Monsieur le Chevalier, je vous salue très humblement, poursuivit-il en me
voyant jeter l’écu par le judas, et l’oreille comme pointée de côté pour ouïr
sa chute et son tintinement sur le pavé de la rue.
    — Ha, dis-je tout haut, la
porte refermée sur le géantin laquais, « les amis du Maure » avaient
raison : il me faut m’envoler de céans.
    À peine achevais-je qu’on toqua de
nouveau à l’huis et risquant un demi-œil par le judas, je vis Miroul.
    — Miroul, dis-je en oc,
craignant quelque surprise, es-tu seul ? N’y a-t-il personne à te presser
une pointe dans le dos ?
    — Degun me vol aucire o menaçar [64] ,
dit Miroul.
    Je lui ouvris.

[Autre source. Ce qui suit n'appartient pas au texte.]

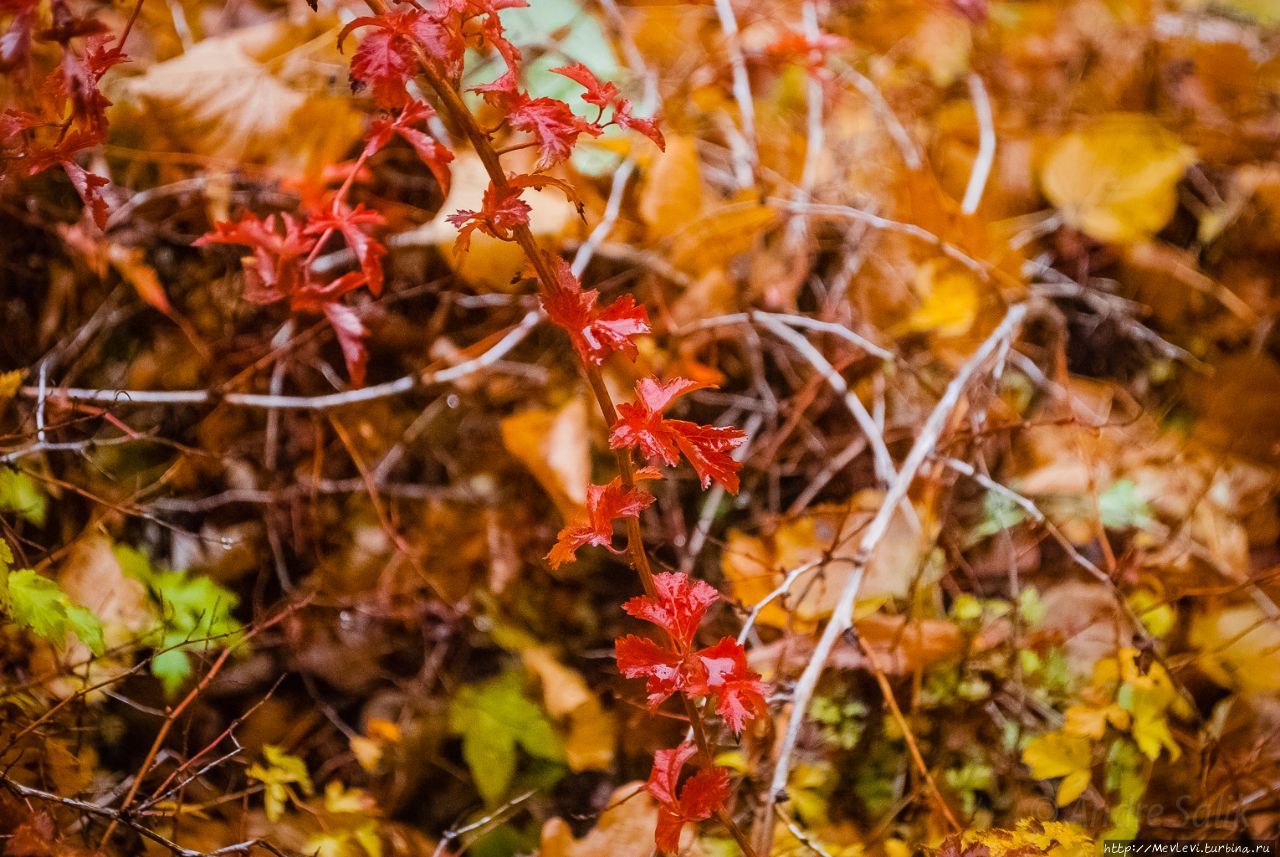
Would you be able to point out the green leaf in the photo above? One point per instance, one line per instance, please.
(193, 609)
(277, 775)
(999, 513)
(172, 668)
(37, 603)
(493, 719)
(22, 494)
(86, 626)
(1121, 507)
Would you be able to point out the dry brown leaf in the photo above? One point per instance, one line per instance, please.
(556, 448)
(1239, 647)
(490, 262)
(254, 96)
(592, 731)
(1116, 179)
(673, 196)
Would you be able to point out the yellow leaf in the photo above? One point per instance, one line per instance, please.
(250, 96)
(1116, 179)
(1073, 786)
(950, 299)
(556, 448)
(592, 731)
(1239, 647)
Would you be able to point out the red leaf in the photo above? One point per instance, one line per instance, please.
(598, 94)
(389, 56)
(351, 337)
(553, 125)
(275, 270)
(604, 504)
(664, 670)
(368, 250)
(664, 775)
(432, 152)
(677, 608)
(501, 210)
(595, 333)
(739, 692)
(708, 449)
(700, 797)
(641, 424)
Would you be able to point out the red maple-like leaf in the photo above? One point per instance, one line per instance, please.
(739, 692)
(501, 211)
(641, 424)
(553, 125)
(278, 270)
(388, 56)
(279, 246)
(87, 184)
(602, 95)
(677, 606)
(595, 333)
(351, 224)
(429, 150)
(698, 800)
(664, 670)
(604, 504)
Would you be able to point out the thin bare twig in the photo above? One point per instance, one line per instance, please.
(986, 157)
(328, 402)
(842, 614)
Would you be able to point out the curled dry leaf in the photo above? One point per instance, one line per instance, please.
(1116, 178)
(250, 96)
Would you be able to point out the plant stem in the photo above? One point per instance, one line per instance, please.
(457, 110)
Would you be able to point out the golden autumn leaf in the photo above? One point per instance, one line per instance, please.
(556, 448)
(1116, 178)
(1060, 755)
(1239, 647)
(250, 96)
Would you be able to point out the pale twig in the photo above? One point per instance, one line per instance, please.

Il était seul, en
effet, mais fort pâle, cillant, la lèvre tremblante et le souffle oppressé.
    — Moussu, dit-il haletant, on
vient d’occire Mérigot et sa garce ! Trois vaunéants que j’ai vus
s’ensauver par une porte comme j’entrais par l’autre. Ils leur ont coupé la
gorge à la surprise. Ha Moussu ! j’aurais poursuivi ces méchants comme
chien de meute, s’ils n’avaient emporté avec eux les arquebuses.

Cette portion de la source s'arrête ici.